# Horse transport - Cheap but good?



## kezz86 (9 July 2013)

Hello all - 

I've got myself a lovely new horse but now I need to get him home!

Can anyone recommend a cheap but good transport company?

I'll be moving the horse from a GL (Gloucestershire) postcode to BA (Wiltshire) postcode.

Approx 64 miles one way.

Thanks in advance.


----------



## singing dawg (9 July 2013)

There's no such thing as cheap transport i'm afraid, i'd look at spending about £200 on this at least, might be slightly cheaper if you could hire a lorry and do it yourself.  I know it's not a long way and presume you've asked the people you've bought him from?  i#m a abit too far down to be any help recommending anyone but the cheapest way might be to ring around a few transporters and see if they could put him on a shared load.  there is a website you can put your details in to find a share but i'm damned if i can remember the name of it.  Try posting in new lounge. oops, the tack room.  Enjoy new horse..... ever thought about trying endurance, a little 64 mile trek over a couple of days, just you and horse would be lovely!


----------



## Feisty Mare (9 July 2013)

I would recommend p&s Rawlings horse transport www.rawlingshorsetransport.co.uk/ - very good and local so should keep costs down for you


----------



## kezz86 (10 July 2013)

singing dawg said:



			There's no such thing as cheap transport i'm afraid, i'd look at spending about £200 on this at least, might be slightly cheaper if you could hire a lorry and do it yourself.  I know it's not a long way and presume you've asked the people you've bought him from?  i#m a abit too far down to be any help recommending anyone but the cheapest way might be to ring around a few transporters and see if they could put him on a shared load.  there is a website you can put your details in to find a share but i'm damned if i can remember the name of it.  Try posting in new lounge. oops, the tack room.  Enjoy new horse..... ever thought about trying endurance, a little 64 mile trek over a couple of days, just you and horse would be lovely!
		
Click to expand...

Yeh you're right I finding that there's no such thing as "cheap transport" insurance and all the other official stuff stings them and they can't change that it's their living afterall.

Lol I have considered riding him down it would be a good way to get to know him! 

Thanks!


----------



## kezz86 (10 July 2013)

Feisty Mare said:



			I would recommend p&s Rawlings horse transport www.rawlingshorsetransport.co.uk/ - very good and local so should keep costs down for you
		
Click to expand...

Thanks will give them a call this afternoon.


----------



## kezz86 (10 July 2013)

I've found transport now.

With http://www.attyourservice.co.uk/

She's done me a good price on the journey + a detour to collect my other horse!
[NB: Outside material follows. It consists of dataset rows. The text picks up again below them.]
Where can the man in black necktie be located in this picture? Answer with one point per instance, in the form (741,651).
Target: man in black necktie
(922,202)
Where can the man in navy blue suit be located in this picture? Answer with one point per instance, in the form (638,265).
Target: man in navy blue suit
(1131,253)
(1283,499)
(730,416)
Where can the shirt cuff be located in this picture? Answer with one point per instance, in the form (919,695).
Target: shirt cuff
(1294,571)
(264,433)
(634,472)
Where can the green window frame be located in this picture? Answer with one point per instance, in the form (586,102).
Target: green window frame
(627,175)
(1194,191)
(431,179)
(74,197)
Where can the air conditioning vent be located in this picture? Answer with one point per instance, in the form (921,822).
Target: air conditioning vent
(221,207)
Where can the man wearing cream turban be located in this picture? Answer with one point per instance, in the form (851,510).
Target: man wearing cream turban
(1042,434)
Very quick responses by email so looking forward to meeting her tomorrow.


----------



## MochaDun (20 July 2013)

I used Pete Rawlings for the first time this week and only a short trip but they are excellent I thought, lovely lorries


----------



## TIMMYTIGER (20 July 2013)

I had the same issue, so i hired a 3.5 lorry!!! I am not to sure where they are in relation to you but i used a firm called Hire A Horse Trailer.com, they have a website and as it was mid week when i hired it, it was only £85. Hope you find something cheap enough for you


----------



## Spoiled cob (21 July 2013)

I have used at your service twice now and they are brilliant and fairly priced. The lorry is lovely.


----------



## Racergirl (21 July 2013)

Iwas going to use atyourservice to move a mare and foal up to shropshire - it didnt happen in the end, but I was incredibly impressed with Rebecca ( I think her name was?) and her whole attitude. wouldnt hesitate to use her if I needed to go up that way. 

Have fun with your new horse !!


----------